Entre los enigmas más arduos que debieron enfrentar Sherlock Holmes y su ayudante, el Dr. Watson, ninguno tan tortuoso como “La Paradoja del Agente Doble”. Las primeras pistas habían proyectado a los ingleses la víspera de la movilización del primero de junio en la blogosfera cubiche, diluidas en la efervescencia de una blogocosa cuya dinámica Holmes no acababa de interiorizar. Acostumbrados al meticuloso orden que implicaba haber pertenecido, siquiera lateralmente, al ámbito de Scotland Yard, ambos investigadores se devanaban los sesos intentando entender por qué tanta gente no se podía de acuerdo en torno a unas reivindicaciones que individualmente, y durante muchos años, cada uno de ellos había apoyado, aun cuando en algunos casos fuera de boca para afuera. “Cosas de cubanos”, había murmurado al oído de Sherlock el propio Watson, pero el célebre detective lo había mandado a callar.

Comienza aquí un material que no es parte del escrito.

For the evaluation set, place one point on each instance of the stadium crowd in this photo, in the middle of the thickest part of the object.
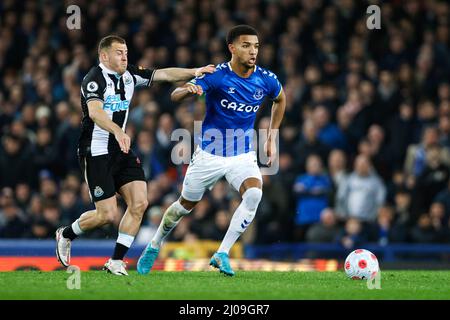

La Paradoja del Agente Doble, esa sí era una paradoja. Porque a fin de cuentas, y si uno ahondaba en el misterio, la pregunta saltaba como impulsada por un resorte: ¿Sabía el Agente Doble que era el Agente Doble? Era aquella la cuestión, la evanescente dualidad del Agente Doble, la profusa levedad del Agente Doble. En su ignorancia, el Agente Doble podía ser de los mejores dobles que en internet habían sido. ¿No era todo posible en el ciberespacio de la blogocosa? Y si el del Agente Doble era, en sí mismo, un concepto manido, no lo era tanto el proyecto que indirectamente, a la sombra de las ciberdivas en flor, reproducía, incesante, incesantes agentes dobles. Todo un proyecto de futuro con fondo de Batalla de Ideas. Toda una cultura sumergida, finalmente flotando al servicio de la esclavitud.
En cualquier caso, el misterio seguía allí, la paradoja infatigable. Porque había otra: El Agente Doble podía saber perfectamente que era el Agente Doble. Pero esta última variante ni siquiera Watson podía disfrutarla como posibilidad.